Monika Grütters: „Die Künstlersozialversicherung bietet vielen Künstlern und Kreativen in Deutschland ein stabiles Fundament der sozialen Absicherung. Sie ist eine verlässliche Rückendeckung der Solidargemeinschaft für den Einzelnen und muss auch in Zeiten zukunftsfest sein, in denen die Zahl der Versicherten steigt und in denen die Digitalisierung möglicherweise Nachjustierungen erfordert. Kreative sollen von ihrer Leistung nicht nur knapp überleben können, sondern müssen in ihrem wechselvollen Arbeitsrhythmus angemessen abgesichert werden. Denn Künstlerinnen und Künstler sind als eine Art kritisches Korrektiv elementar wichtig für eine vitale Demokratie. Deshalb müssen wir neben dem individuellen Nutzen immer auch das gesamtgesellschaftliche Interesse an der Künstlersozialversicherung verteidigen.“

Im Rahmen der Zukunftswerkstatt wurde bekanntgegeben, dass der Künstlersozialabgabesatz im Jahr 2017 von 5,2 Prozent auf 4,8 Prozent sinken soll.

Staatsministerin Grütters betonte: „Die Senkung der Abgabesatzes im nächsten Jahr ist ein sehr gutes Signal für uns alle. Sie markiert eine Trendwende und wird hoffentlich die Akzeptanz der Künstlersozialversicherung allgemein erhöhen. Sie zeigt auch, dass wir mit dem Gesetz zur Stabilisierung des Künstlersozialabgabesatzes im vergangenen Jahr den richtigen Weg beschritten haben.“

In der Künstlersozialversicherung sind derzeit rund 180.000 selbständige Künstlerinnen und Künstler sowie Publizistinnen und Publizisten pflichtversichert. Als Freiberufler haben sie den Vorteil, in den Schutz der gesetzlichen Kranken-, Pflege- und Rentenversicherung miteinbezogen zu werden. Die Versicherten tragen nur die Hälfte ihrer Sozialversicherungsbeiträge, ihre Beitragslast entspricht derjenigen eines Arbeitnehmers.
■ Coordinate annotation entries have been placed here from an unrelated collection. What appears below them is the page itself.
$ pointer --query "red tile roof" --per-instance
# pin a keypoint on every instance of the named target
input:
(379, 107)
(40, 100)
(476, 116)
Die andere Hälfte der Beiträge wird durch die Künstlersozialabgabe der Unternehmen, die künstlerische und publizistische Leistungen verwerten (30 Prozent) und einen Bundeszuschuss (20 Prozent) finanziert. Die Künstlersozialabgabe wird dabei als Umlage erhoben, der Abgabesatz wird jährlich für das jeweils folgende Kalenderjahr festgelegt. Als Bemessungsgrundlage werden alle in einem Kalenderjahr an selbständige Künstlerinnen und Künstler sowie Publizistinnen und Publizisten gezahlten Entgelte verwendet.